I am doing problems in my instructor's notes, which is the following
1) If $X$ is a compact metric space, then $C(X)$ is separable.
2) If $X$ is a locally compact $\sigma$-compact metric space,
show that $C_0(X)$, the space of functions vanishing at infinity, is separable. Hint: One approach is to use
the fact that the 1-point compactification of $X$ is metrizable.
I did the first part by constructing a dense countable sequence of functions. I am stuck at the second one. So my guess is this: Let $Y$ be the 1-point compactification of $X$. Then $C(Y)$ is separable.

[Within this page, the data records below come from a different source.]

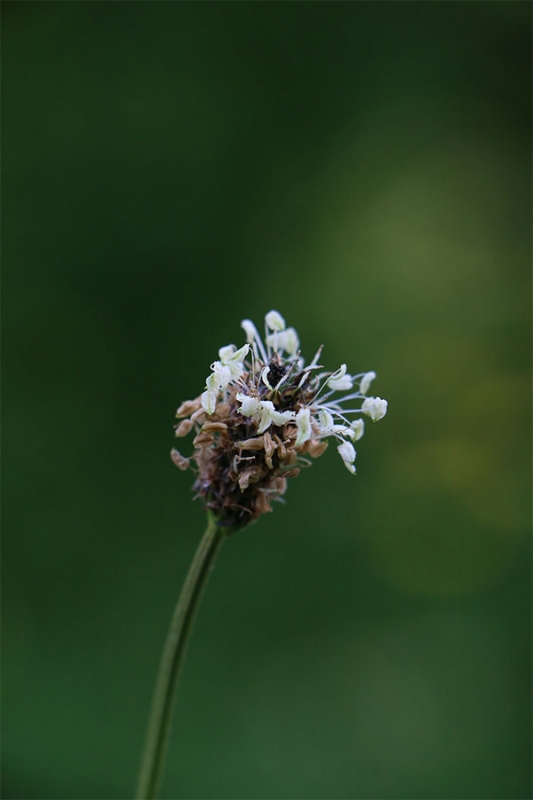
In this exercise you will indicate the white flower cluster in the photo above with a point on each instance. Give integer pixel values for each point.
(317, 413)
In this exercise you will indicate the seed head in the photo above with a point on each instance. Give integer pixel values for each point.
(262, 413)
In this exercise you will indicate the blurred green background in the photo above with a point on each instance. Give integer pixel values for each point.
(364, 168)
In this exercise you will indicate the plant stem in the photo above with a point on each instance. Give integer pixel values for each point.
(153, 758)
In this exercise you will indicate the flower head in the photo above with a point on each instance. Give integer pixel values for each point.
(262, 413)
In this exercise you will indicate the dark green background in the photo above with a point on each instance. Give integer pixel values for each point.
(364, 168)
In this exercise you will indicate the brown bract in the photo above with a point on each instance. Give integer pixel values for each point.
(240, 473)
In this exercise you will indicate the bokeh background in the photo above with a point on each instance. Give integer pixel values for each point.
(364, 168)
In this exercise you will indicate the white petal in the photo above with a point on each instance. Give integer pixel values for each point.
(209, 402)
(284, 340)
(347, 453)
(264, 378)
(212, 383)
(275, 321)
(326, 420)
(375, 407)
(223, 374)
(249, 405)
(303, 423)
(340, 384)
(366, 380)
(250, 330)
(358, 427)
(226, 353)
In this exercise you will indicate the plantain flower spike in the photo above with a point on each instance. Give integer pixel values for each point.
(262, 413)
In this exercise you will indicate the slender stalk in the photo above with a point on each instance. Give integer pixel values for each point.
(153, 757)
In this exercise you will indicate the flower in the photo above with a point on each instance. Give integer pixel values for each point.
(375, 407)
(262, 414)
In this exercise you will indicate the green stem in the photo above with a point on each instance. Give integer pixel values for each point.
(153, 758)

I believe there is some relations between $C_0(X)$ and $C(Y)$. I looked up that a subspace of separable metric space is separable, but is it true that $C_0(X) \subseteq C(Y)$ and if so, how do we prove it?
One more question, where do we use the locally compact $\sigma-$compact hypothesis? Which is required to prove the fact that $1-$point compactification of $X$ is metrizable?
Best Answer
$X$ being locally compact and $\sigma$-compact metric implies that the one-point compactification $Y$ of $X$ is metrizable. Note that local compactness is needed to form the one-point compactification and that for $Y$ being metrizabale we need $\sigma$-compactness (since $\infty$ must have a countable basis of open neigborhoods; their complements are compact).
Note that all functions in $C_0(X)$ are bounded, thus $C_0(X)$ can be endowed with the $\sup$-norm.
Now let $i : X \to Y$ denote the inclusion map. Then $$i^* : C(Y) \to C(X), i^*(f) = f \circ i = f \mid_ X$$ is a well-defined (linear) function.
If $C'(Y) = \{ f \in C(Y) \mid f(\infty) = 0 \}$, then $i^*(C'(Y)) = C_0(X)$. To see this, note that if $f \in C'(Y)$, then for each $\varepsilon > 0$ there exist an open neighborhood $U$ of $\infty$ in $Y$ such that $\lvert f(y) \rvert < \varepsilon$ for all $y \in U$. But $U = Y \setminus C$ for some compact $C \subset X$ which implies that $i^*(f)$ vanishes at infinity. Conversely, if $g \in C_0(X)$, define $e(g) : Y \to \mathbb R$ by $e(g)(x) = g(x)$ for $x \in X$ and $e(g)(\infty) = 0$. Continuity of $e(g)$ in all $x \in X$ is obvious because $X$ is open in $Y$. To check continuity in $\infty$, note that for each $\varepsilon > 0$ there exist a comapct $C \subset X$ such that $\lvert g(x) \rvert < \varepsilon$ for all $x \in X \setminus C$. Hence $\lvert e(g)(y) \rvert < \varepsilon$ for all $y \in Y \setminus C$.
Clearly, if $f, f' \in C'(Y)$ such that $i^*(f) = i^*(f')$, then $f = f'$. Hence we obtain a (linear) bijection $$i^* : C'(Y) \to C_0(X) .$$ By construction it is an isometry. Since $C'(Y)$ is separable (as a subset of separable space), also $C_0(X)$ is separable.